Tout le problème est que le secteur de la potabilisation et de l’assainissement sont absolument indispensables et ne peuvent en aucun cas être mis à l’arrêt. « Face à la hausse des prix de l’énergie, certaines communes ou intercommunalités ont fait le choix de fermer des équipements, des piscines par exemple, rappelle Régis Taisne. Mais arrêter les usines d’eau, ce n’est tout simplement pas possible : on va donc continuer à épurer et faire de l’eau potable. Mais la hausse des prix va peser sur les budgets, ce qui ne pourra avoir que deux conséquences : ou une hausse des prix pour les habitants, ou une diminution des investissements. »
Cette « concomitance de plusieurs difficultés », à laquelle s’ajoute « la tentation de certains acteurs de spéculer », met les collectivités devant un tableau plutôt « sombre », constate l’expert de la FNCRR. Il n’y a en effet pas de solution « simple » dans ce secteur : « On peut réduire l’éclairage public dans une commune pour faire des économies d’énergie, poursuit Régis Taine. Mais si j’enlève 20 % d’électricité sur une unité de potabilisation, je ne sors plus d’eau potable. »
La FNCCR attend donc que le gouvernement prenne des mesures d’urgence. D’abord en mettant en place un véritable « bouclier tarifaire » pour toutes les collectivités – ce que la FNCRR comme l’AMF demandent depuis deux mois, face à un gouvernement qui a choisi de faire la sourde oreille.
Au-delà, la Fédération souhaite que l’État mette en place « une cellule de veille » sur les questions d’approvisionnement.

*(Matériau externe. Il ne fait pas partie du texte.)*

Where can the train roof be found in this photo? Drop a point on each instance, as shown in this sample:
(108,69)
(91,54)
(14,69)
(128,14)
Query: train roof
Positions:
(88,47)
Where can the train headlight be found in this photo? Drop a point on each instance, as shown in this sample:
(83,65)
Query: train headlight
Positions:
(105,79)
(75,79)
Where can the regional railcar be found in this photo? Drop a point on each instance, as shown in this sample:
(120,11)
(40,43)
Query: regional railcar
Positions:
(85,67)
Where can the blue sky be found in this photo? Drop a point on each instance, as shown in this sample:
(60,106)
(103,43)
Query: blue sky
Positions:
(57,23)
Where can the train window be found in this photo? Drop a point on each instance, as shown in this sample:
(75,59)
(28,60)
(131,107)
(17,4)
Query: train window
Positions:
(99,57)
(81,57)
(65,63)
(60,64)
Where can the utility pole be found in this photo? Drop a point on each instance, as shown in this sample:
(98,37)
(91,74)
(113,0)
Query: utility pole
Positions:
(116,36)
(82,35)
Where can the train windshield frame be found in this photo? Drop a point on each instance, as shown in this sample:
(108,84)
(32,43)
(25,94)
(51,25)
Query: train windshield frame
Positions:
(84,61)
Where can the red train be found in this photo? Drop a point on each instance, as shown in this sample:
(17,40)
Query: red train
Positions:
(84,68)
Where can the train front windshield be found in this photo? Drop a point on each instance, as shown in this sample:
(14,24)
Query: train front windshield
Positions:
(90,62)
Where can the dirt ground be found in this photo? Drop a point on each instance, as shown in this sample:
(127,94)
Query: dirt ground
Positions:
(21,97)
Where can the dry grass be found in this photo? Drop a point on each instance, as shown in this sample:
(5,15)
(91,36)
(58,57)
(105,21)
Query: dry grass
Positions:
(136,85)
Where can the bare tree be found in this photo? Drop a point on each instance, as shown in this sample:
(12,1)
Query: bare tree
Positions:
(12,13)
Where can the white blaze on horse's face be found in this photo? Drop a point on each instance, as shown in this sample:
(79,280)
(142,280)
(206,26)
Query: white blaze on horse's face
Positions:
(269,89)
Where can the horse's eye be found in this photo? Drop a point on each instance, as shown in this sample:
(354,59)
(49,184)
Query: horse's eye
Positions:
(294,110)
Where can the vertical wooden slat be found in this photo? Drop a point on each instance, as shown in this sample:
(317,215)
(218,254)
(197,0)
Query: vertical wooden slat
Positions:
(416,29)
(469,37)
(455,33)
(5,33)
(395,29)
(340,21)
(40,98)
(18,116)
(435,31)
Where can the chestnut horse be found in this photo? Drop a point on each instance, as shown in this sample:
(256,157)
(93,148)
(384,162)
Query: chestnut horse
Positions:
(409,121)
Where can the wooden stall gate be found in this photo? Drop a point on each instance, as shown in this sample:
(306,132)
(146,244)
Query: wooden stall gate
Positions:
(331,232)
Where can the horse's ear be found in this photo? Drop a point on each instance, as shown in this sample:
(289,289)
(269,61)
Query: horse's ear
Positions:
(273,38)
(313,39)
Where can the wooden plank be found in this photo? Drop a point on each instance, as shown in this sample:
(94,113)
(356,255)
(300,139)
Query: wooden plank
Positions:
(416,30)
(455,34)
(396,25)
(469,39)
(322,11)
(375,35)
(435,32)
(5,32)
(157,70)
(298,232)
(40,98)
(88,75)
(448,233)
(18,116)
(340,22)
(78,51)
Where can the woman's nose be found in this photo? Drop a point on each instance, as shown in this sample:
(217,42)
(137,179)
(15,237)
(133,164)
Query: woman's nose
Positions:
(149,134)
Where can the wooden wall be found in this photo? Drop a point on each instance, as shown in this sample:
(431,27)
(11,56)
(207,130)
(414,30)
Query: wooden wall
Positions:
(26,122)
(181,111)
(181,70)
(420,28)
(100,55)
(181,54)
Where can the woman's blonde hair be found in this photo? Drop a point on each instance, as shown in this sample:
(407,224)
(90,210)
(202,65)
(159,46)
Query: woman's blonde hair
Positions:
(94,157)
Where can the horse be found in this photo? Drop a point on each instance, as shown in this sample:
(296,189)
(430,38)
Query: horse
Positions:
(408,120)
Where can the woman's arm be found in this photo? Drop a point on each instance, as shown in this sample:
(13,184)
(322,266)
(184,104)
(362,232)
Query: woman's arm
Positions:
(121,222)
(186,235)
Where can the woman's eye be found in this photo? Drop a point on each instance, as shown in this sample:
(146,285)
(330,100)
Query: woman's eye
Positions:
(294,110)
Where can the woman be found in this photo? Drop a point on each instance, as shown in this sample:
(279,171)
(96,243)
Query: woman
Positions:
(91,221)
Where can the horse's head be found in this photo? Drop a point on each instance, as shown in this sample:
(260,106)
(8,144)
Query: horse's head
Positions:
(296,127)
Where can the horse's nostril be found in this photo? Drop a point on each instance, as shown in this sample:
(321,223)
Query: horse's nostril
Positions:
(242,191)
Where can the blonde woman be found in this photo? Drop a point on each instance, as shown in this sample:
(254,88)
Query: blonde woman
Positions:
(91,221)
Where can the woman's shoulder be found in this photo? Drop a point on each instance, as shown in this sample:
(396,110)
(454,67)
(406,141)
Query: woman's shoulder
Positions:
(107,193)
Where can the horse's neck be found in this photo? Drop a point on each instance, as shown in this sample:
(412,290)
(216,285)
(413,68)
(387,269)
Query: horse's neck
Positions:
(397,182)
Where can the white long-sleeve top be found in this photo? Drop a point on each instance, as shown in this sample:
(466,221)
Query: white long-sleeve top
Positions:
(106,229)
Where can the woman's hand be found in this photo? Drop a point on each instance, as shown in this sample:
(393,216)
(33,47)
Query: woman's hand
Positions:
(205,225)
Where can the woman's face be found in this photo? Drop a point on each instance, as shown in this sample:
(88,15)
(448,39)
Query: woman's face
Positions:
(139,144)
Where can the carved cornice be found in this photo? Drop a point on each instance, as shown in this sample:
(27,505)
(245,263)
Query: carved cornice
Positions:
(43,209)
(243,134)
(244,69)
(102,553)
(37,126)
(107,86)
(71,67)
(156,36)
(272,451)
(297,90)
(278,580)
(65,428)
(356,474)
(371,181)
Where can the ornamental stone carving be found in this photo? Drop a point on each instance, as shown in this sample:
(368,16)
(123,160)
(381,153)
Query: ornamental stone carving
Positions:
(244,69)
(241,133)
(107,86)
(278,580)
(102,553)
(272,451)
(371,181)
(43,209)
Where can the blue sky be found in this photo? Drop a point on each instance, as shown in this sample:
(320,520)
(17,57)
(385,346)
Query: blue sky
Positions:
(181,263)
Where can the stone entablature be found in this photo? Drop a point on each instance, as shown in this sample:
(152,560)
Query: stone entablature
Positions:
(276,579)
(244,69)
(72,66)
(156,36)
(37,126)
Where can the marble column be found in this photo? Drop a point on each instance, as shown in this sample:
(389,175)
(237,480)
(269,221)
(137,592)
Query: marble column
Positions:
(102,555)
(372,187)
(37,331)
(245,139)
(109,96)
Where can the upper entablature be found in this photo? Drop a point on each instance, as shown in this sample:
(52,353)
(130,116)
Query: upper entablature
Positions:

Par ailleurs, elle demande que l’eau et l’assainissement soient placés par les services de l’État dans la liste des services prioritaires : « Dans l’hypothèse où il aurait une pénurie, cela permettrait à l’État de procéder à des réquisitions, pour permettre la continuité du service. » Un certain nombre de mesures réglementaires d’urgence pourrait également être pris – comme cela avait, du reste, été le cas dans d’autres secteurs pendant l’épidémie. Par exemple pour constituer des stocks : « Une installation ne peut pas stocker plus de six bouteilles de chlorure ferrique, sauf à devoir se transformer en ICPE » (installation classée pour la protection de l’environnement), explique Régis Taisne. « C’est typiquement le genre de sujets sur lesquels des assouplissements réglementaires pourraient être pris », au moins provisoirement.
La FNCCR estime par ailleurs que les collectivités vont rapidement devoir réfléchir à des « leviers » pour « optimiser leur consommation d’énergie » : « En optimisant certains process, on peut gagner 10 % de consommation, et dans la situation actuelle, cela compte énormément. »
Mais la balle reste, néanmoins, dans le camp du gouvernement qui, depuis des mois que dure la crise de l’énergie, a jusqu’à maintenant refusé de prendre des mesures sérieuses pour aider les collectivités à faire face.